BOSTON – Two crude but deadly bombs ripped through crowds and turned the finish line of the Boston Marathon into a scene of chaos and carnage Monday, an attack that killed three, injured at least 140 and closed down parts of central Boston.
The back-to-back explosions near Boston’s Copley Square detonated near packed grandstands, severing limbs and causing serious shrapnel injuries to scores of spectators and others. Half a million people had gathered for the world-famous marathon that drew runners from 50 nations.
A large area near some of the city’s best-known landmarks was cordoned off, including the Boston Public Library and Prudential Tower. Police armed with assault rifles set up security posts outside hospitals where the wounded were streaming in with severed limbs and bloodied torsos.
“This was a very powerful blast. There were serious, serious injuries,” said Police Commissioner Edward Davis. “This cowardly act will not be taken in stride. We will turn every rock over to find the people who are responsible for this.”
A Saudi national was being questioned after being taken to a hospital for injuries, according to a federal law enforcement official, but there was no immediate indication whether investigators suspected a domestic or international terrorist plot. The official said authorities are also seeking a Penske rental truck seen leaving the race site.
“There was nothing, nothing on the radar screen” in terms of a terrorist threat, a U.S. Homeland Security official said.
Planes at Boston’s Logan International Airport were briefly held on the ground and a no-fly zone was established over the city as authorities attempted to clarify the extent of the attack.
President Barack Obama, who did not use the word “terror” in his address, pledged the full resources of the federal government to aid the victims and identify the perpetrators. He said security across the U.S. would also be stepped up as necessary.
“We still do not know who did this or why,” he said. “But make no mistake, we will get to the bottom of this. And we will find out who did this. We’ll find out why they did this. Any responsible individuals, any responsible groups will feel the full weight of justice.”

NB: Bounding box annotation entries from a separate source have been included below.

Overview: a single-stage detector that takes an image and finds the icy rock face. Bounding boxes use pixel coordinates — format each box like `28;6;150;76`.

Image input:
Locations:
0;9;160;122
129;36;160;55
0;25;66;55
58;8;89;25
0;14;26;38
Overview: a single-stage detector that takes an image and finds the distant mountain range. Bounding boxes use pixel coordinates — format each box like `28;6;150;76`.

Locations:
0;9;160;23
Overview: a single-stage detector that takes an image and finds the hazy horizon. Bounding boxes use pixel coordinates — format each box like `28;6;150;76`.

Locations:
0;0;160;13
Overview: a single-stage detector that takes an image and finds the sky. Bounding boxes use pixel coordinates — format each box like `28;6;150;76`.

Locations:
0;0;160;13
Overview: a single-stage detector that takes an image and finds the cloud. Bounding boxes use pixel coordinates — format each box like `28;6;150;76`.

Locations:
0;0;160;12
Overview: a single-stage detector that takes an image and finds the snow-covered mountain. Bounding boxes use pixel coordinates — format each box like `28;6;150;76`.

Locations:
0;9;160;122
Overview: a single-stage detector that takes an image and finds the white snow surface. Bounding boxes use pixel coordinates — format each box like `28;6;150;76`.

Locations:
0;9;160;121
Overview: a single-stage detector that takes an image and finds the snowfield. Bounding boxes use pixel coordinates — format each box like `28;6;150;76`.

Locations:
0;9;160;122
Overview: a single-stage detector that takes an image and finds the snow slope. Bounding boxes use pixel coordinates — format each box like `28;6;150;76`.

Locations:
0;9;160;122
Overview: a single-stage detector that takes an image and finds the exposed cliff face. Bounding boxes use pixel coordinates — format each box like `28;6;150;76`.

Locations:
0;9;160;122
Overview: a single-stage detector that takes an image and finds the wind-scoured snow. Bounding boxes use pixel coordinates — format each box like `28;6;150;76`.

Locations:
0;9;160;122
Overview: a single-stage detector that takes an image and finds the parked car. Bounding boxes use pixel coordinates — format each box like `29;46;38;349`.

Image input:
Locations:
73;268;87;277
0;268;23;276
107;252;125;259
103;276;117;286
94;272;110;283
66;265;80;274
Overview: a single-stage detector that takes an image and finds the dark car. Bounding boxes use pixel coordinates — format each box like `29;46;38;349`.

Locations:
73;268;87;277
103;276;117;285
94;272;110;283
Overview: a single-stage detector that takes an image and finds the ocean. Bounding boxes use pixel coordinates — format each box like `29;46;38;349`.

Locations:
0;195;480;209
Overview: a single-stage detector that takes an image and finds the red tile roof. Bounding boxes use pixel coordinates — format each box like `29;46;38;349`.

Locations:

The incident occurred just before noon PDT, five hours into the race and about two hours after the first winners crossed the finishing line. The first explosion sent a burst of red flames into the air, followed by clouds of white smoke and shards of debris that rose up to three stories high near the photo bridge that marks the finish line on Boylston Street.
The second blast occurred about 13 seconds later, about 100 yards from the first.
Federal authorities said it was not known whether the devices were detonated remotely. Both bombs appeared to be unsophisticated and did not include plastic explosives, one federal official familiar with the investigation said.
An official from the federal Bureau of Alcohol, Tobacco, Firearms and Explosives said two additional devices were found and dismantled nearby. There was brief confusion when a fire was reported at the John F. Kennedy Library, but officials said later it was not related to the bombings.
At a news conference Monday night, officials would not comment on any additional devices.
At least one runner near the finish line fell to the ground while others began crying. Some spectators ran screaming from the scene while others rushed to aid victims.
“There was a lot of screaming, people running away. I mean, people were running like animals,” said Chuck Wagner, a 59-year-old retired SWAT officer from Oceanside, Calif., who was waiting for his son to cross the finish line when the first bomb went off about 60 feet away from him.
“You could smell explosives, so I knew right away it was not electrical,” he said. “I mean when that thing went off, I knew exactly what happened.”
“There was blood all over Boylston. And shattered glass everywhere,” said Maya Hauer, 23, who was two doors down from where the first bomb exploded.
Police spun their fingers in the air, directing runners and onlookers to flee. A race volunteer who declined to give his name said he rushed to help police rip apart metal barriers blocking access to the street as victims lay on the sidewalk on the other side.
“They were bleeding, injured, yelling,” he said. “Mayhem is a good word. Mayhem, chaos, all those words apply.”
Medical tents that had been set up to aid ailing runners became triage centers, with as many as 50 people seeking treatment in one of them.
“It was definitely chaos,” said Rick Bowles, a doctor in training for general surgery who grabbed his coat, medical shears and ID and rushed to the tent from his apartment when he heard the explosions.
Patients were transported to at least seven nearby hospitals where at least 140 were being treated for injuries, including eight children. At least 17 patients were in critical condition and 25 more suffered severe injuries. The hospitals remained on heightened security. An armored, green SWAT vehicle remained parked outside Brigham and Women’s Hospital.
Among the injured at Boston Children’s Hospital: a 2-year-old boy who was in intensive care with a head injury and several other children ranging in age from 7 to 14 with leg and head wounds.
Most patients had injuries to their lower extremities from what appeared to be a low-level blast, physicians said.
Dr. Peter Fagenholz, a trauma surgeon at Massachusetts General Hospital, said he operated on six patients, including several whose limbs were amputated. Others suffered bone, soft tissue and vascular injuries, he said.
Residents streamed out of their homes and offices and offered cellphones to dazed runners, but with service jammed in the hour or so after the attack, many resorted to texting. Spectators wandered around holding their former cheering signs aloft in a desperate attempt to find missing runners.